Analysis

1. Life Expectation by Regions

data %>% 
  janitor::clean_names() %>% 
  group_by(region) %>% 
  summarise(avg_by_region = mean(une_life,na.rm = T)) %>% 
  arrange(avg_by_region) %>% 
  knitr::kable(digits = 3)

region	avg_by_region
Africa	57.070
South-East Asia	68.754
Eastern Mediterranean	70.070
Western Pacific	71.604
Americas	73.347
Europe	75.700

The table shows the arranged average life expectancy of each region from 2000 to 2016.
The range of average life expectancy among regions is about 8 years.
Europe has the highest average life expectancy while Africa has the lowest.

data %>% 
  janitor::clean_names() %>% 
  group_by(region) %>% 
  ggplot(aes(x = fct_reorder(region,une_life), y = une_life, fill = region)) +
  geom_boxplot() +
  labs(title = "Boxplot of Life Expectancy by Regions") +
  xlab("Region") +
  ylab("Life Expectancy") + 
  theme(axis.text.x = element_text(hjust = 1, angle = 10,size = 8))

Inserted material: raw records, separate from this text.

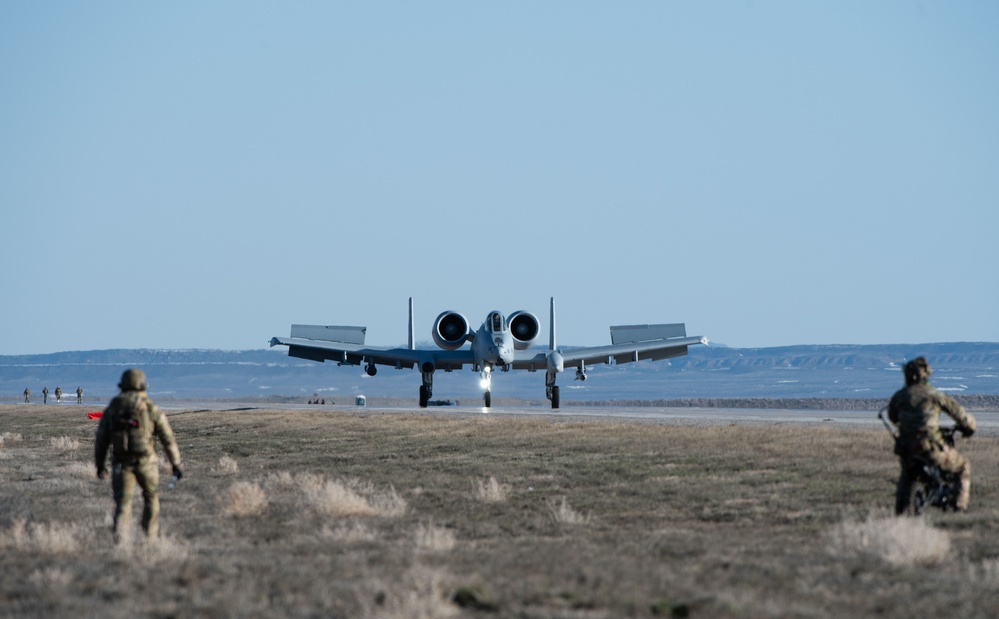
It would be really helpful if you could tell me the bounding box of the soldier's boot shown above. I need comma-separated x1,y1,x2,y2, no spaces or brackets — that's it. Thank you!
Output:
895,466,912,516
111,501,132,544
142,494,160,539
954,460,971,512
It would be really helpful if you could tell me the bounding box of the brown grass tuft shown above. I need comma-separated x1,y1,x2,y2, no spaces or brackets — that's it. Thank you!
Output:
829,516,951,566
0,518,81,555
414,522,457,552
473,476,510,503
548,497,590,525
222,481,268,518
218,456,239,475
49,436,80,451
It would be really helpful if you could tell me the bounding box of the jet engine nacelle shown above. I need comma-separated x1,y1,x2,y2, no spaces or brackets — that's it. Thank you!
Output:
507,310,541,350
434,310,471,350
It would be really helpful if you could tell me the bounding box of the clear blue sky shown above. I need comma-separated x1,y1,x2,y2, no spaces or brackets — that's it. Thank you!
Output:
0,0,999,354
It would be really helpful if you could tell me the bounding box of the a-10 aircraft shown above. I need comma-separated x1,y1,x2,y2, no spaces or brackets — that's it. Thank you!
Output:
271,297,708,408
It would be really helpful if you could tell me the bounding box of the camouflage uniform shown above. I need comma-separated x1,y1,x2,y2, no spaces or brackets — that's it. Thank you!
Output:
94,369,183,543
888,357,976,514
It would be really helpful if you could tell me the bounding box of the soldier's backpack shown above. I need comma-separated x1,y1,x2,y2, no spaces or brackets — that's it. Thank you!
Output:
111,391,155,459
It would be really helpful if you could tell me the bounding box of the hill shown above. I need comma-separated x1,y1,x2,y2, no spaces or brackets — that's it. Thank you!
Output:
0,342,999,405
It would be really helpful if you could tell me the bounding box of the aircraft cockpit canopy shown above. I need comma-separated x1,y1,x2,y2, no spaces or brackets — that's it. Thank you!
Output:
486,312,506,333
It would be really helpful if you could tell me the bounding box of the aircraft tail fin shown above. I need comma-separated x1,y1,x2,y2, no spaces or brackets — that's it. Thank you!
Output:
409,297,416,350
548,297,555,350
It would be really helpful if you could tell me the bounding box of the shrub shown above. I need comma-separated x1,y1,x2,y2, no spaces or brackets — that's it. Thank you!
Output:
548,497,590,524
223,481,268,518
473,476,509,503
829,516,950,566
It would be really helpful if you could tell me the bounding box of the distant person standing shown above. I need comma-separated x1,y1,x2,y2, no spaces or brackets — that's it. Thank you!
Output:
888,357,976,515
94,369,183,544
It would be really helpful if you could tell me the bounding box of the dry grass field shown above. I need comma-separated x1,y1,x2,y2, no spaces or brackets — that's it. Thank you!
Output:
0,405,999,619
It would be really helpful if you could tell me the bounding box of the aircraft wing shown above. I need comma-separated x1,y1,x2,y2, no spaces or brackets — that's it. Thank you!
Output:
514,323,708,369
271,332,474,371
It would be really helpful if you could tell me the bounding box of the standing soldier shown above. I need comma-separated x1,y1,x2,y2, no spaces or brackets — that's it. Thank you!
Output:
94,369,183,544
888,357,976,515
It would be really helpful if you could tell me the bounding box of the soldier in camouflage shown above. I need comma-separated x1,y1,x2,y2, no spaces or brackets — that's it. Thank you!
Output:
94,369,183,543
888,357,976,515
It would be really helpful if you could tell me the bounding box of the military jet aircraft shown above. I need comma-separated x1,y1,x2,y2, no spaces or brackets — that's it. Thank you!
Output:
271,297,708,409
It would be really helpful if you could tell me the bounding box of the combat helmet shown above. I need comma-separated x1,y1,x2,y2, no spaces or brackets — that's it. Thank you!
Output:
902,357,933,385
118,368,146,391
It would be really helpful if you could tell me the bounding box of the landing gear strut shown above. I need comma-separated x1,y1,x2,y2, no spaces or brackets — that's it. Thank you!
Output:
545,372,559,408
420,363,434,408
479,365,493,408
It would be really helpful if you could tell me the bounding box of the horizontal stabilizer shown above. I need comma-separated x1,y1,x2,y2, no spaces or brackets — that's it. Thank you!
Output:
291,325,368,345
611,322,687,344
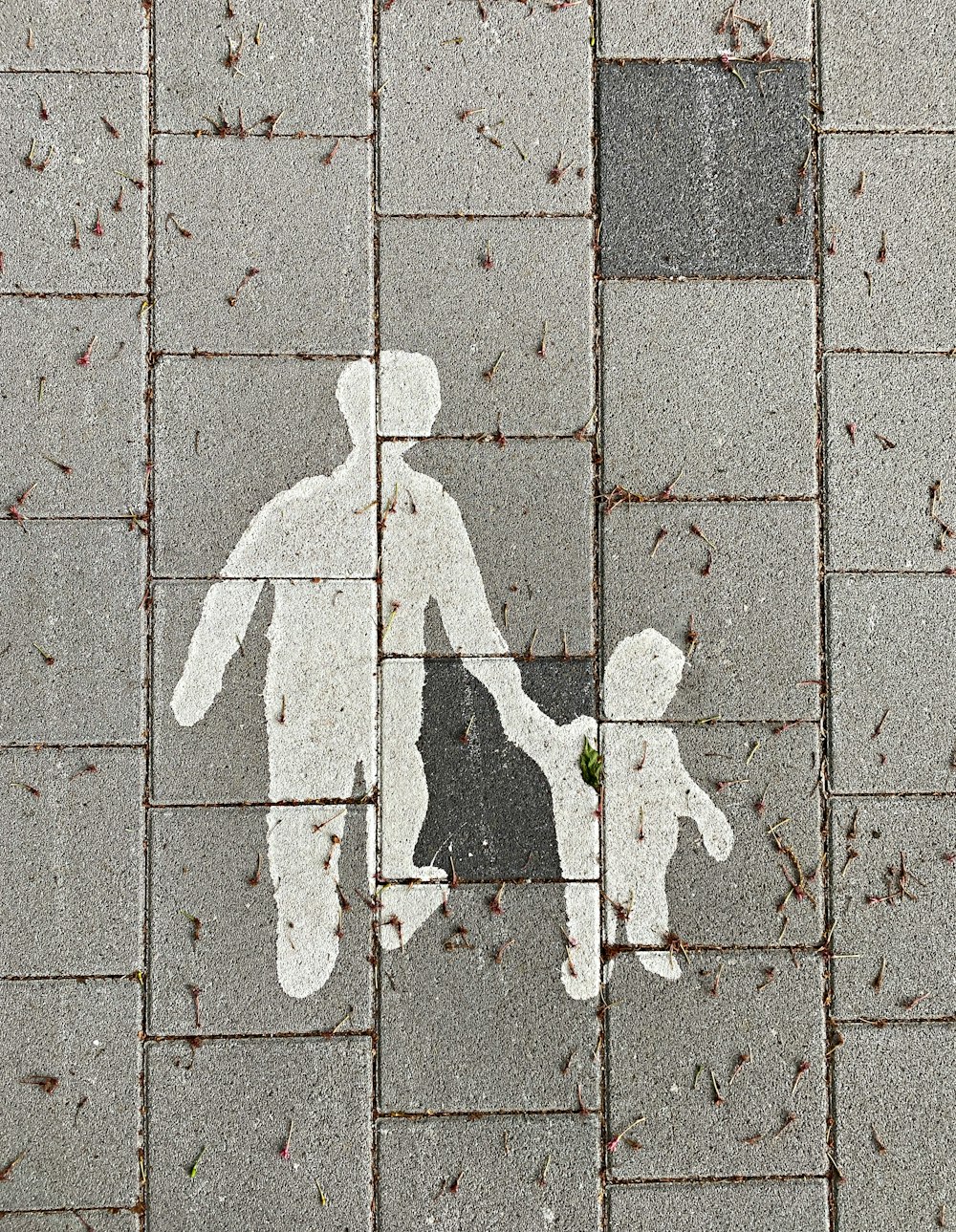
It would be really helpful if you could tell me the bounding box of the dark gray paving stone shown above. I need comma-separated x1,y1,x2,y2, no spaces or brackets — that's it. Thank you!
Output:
828,574,956,792
380,0,592,214
157,137,372,355
610,1178,829,1232
155,0,372,133
154,357,350,576
601,281,816,496
820,133,956,351
380,218,594,435
383,440,594,656
834,1024,956,1232
613,724,824,945
0,519,145,745
609,952,827,1180
831,797,956,1019
0,749,144,976
825,355,956,571
380,885,598,1112
379,1113,601,1232
0,978,141,1211
149,806,372,1035
0,295,145,516
411,659,595,881
0,73,146,292
602,502,819,721
598,63,814,277
146,1039,372,1232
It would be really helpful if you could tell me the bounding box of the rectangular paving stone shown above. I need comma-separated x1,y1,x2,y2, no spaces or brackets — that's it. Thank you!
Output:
379,1113,601,1232
380,218,594,436
601,724,824,946
602,502,820,721
609,952,827,1180
610,1178,829,1232
819,0,956,129
822,133,956,351
825,355,956,572
379,885,598,1113
828,574,956,792
0,73,146,292
155,137,372,355
155,0,372,135
598,61,814,277
0,978,141,1211
154,357,349,576
0,519,145,745
834,1024,956,1232
0,0,146,73
149,806,375,1035
831,796,956,1019
0,295,145,516
601,281,816,496
0,747,144,976
146,1039,372,1232
380,0,592,214
380,440,594,656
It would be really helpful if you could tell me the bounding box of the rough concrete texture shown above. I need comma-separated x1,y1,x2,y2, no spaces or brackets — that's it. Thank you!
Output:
834,1024,956,1232
601,281,816,496
0,73,146,292
0,747,144,976
0,976,140,1211
822,133,956,351
380,218,594,436
146,1039,372,1232
379,885,598,1113
827,355,956,572
602,502,819,721
829,574,956,792
379,1113,601,1232
155,0,372,135
157,137,372,355
598,63,814,277
380,0,592,214
609,951,825,1180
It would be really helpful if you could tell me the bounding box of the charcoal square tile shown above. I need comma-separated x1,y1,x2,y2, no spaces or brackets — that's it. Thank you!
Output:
834,1023,956,1232
155,0,372,135
825,355,956,572
0,73,146,292
157,137,372,355
0,295,145,516
379,1113,601,1232
149,805,375,1035
607,952,827,1180
380,218,594,436
0,519,145,745
380,0,592,214
828,574,956,792
598,61,814,277
0,747,144,976
831,796,956,1020
380,885,598,1113
602,502,819,721
146,1037,372,1232
381,440,594,656
0,977,141,1211
601,281,816,496
820,133,956,351
154,357,352,576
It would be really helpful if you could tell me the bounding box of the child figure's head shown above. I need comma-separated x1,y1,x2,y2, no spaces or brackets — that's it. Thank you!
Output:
603,628,686,721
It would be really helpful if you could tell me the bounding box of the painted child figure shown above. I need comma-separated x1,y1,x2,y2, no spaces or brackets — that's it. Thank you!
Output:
601,628,734,980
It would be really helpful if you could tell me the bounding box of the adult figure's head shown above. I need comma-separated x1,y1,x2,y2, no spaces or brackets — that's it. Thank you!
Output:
379,351,441,438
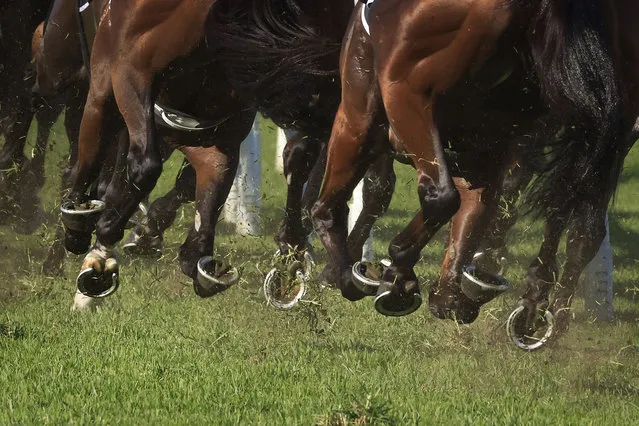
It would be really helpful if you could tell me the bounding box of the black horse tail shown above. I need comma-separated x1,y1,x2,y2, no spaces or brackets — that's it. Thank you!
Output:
520,0,626,219
206,0,353,135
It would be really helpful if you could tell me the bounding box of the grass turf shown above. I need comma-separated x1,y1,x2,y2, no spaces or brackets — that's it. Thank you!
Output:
0,115,639,424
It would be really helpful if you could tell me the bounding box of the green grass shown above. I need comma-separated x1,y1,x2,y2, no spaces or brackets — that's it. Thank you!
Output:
0,115,639,425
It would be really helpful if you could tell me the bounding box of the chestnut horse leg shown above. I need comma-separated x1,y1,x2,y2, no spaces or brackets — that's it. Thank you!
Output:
348,152,396,260
123,159,196,255
179,110,255,297
312,5,387,301
65,47,117,254
275,133,325,261
436,148,532,323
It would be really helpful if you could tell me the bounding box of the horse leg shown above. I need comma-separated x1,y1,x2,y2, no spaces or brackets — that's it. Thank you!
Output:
77,61,162,297
348,152,396,259
123,159,196,255
312,8,386,301
275,133,323,255
179,111,254,297
64,50,115,254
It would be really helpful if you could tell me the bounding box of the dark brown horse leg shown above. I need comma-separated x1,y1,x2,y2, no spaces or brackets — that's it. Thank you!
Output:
428,178,488,323
312,107,382,301
348,153,396,259
275,133,323,255
96,63,162,247
124,159,196,255
302,141,328,243
376,88,460,315
180,111,254,297
65,52,115,254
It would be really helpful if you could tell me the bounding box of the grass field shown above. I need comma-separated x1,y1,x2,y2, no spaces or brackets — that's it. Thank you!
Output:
0,115,639,425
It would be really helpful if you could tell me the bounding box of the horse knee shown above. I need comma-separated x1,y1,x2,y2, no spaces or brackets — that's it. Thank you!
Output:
127,153,162,194
417,182,461,222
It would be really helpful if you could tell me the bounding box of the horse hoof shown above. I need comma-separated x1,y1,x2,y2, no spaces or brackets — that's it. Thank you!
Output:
506,305,555,351
352,262,384,296
64,229,92,254
375,281,422,317
76,262,120,298
122,231,162,256
263,250,315,309
473,251,509,277
461,265,510,305
193,256,240,298
264,265,306,309
60,200,105,233
71,291,103,312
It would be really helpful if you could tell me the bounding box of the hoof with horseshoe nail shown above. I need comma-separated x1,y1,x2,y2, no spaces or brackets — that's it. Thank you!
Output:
193,256,240,298
76,249,120,297
506,303,555,351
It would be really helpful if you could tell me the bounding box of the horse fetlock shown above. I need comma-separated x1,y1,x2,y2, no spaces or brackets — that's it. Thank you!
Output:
417,182,461,219
76,243,119,297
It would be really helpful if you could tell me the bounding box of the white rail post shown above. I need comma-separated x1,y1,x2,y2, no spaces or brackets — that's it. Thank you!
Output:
348,178,375,262
582,216,614,321
224,118,262,235
275,127,286,173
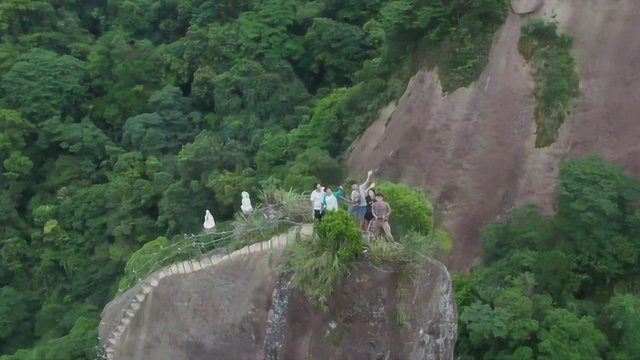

The boxplot shows the distribution of life expectancy in each region.
The variance of life expectancy is higher in Eastern Mediterranean and Africa.
The Americas has many outliers with low life expectancy
We can roughly tell from the plot that the variances of life expectancy among regions are not equal. Thus, we may perform a statistical test to check heteroscedasticity

test of equal variances

\[H_0: Equal\ \ variance \ \ among\ \ regions \ \text { vs } \ H_1: Unequal\ \ variance \]

bartlett.test(une_life ~ factor(region),data = data) %>% 
  broom::tidy() %>% 
  knitr::kable()

statistic	p.value	parameter	method
318.8595	0	5	Bartlett test of homogeneity of variances

The null hypothesis for Bartlett test is that the variances are equal. The result shows that the p-value is less than 0.05. Thus, we may reject the null and conclude that the variances of life expectancy among different regions is not equal. Consequently, we cannot perform ANOVA to test the difference of mean life expectancy in all the six regions. We should perform t.test between two selected regions separately.

2. t.test : Compare Mean Life Expectancy Between Americas and Europe

From the boxplot above, we find that the life expectancy in Americas and Europe distribute almost in the same interval. Though the median of Europe is higher, the variance in Americas seems smaller. Thus, we want to study if the mean life expectancy in the two regions are significantly different.

extract life expectancy in Americas and Europe

Americas <- data %>% 
  janitor::clean_names() %>% 
  filter(region == "Americas") %>% 
  pull(une_life)


Europe <- data %>% 
  janitor::clean_names() %>% 
  filter(region == "Europe") %>% 
  pull(une_life)

In order to decide on which type of t.test we should perform, we need to compare the variance in Americas and Europe first.

We can roughly tell from the boxplot that Americas has a smaller variance. But there also exist many outliers with low life expectancy values in Americas. Thus, we turn to statistical test to decide on the relationship.

test equal variance

\[H_0: \sigma^2_{Americas} =\ \sigma^2_{Europe}\ \text { vs } \ H_1: \sigma^2_{Americas} \neq\ \sigma^2_{Europe} \]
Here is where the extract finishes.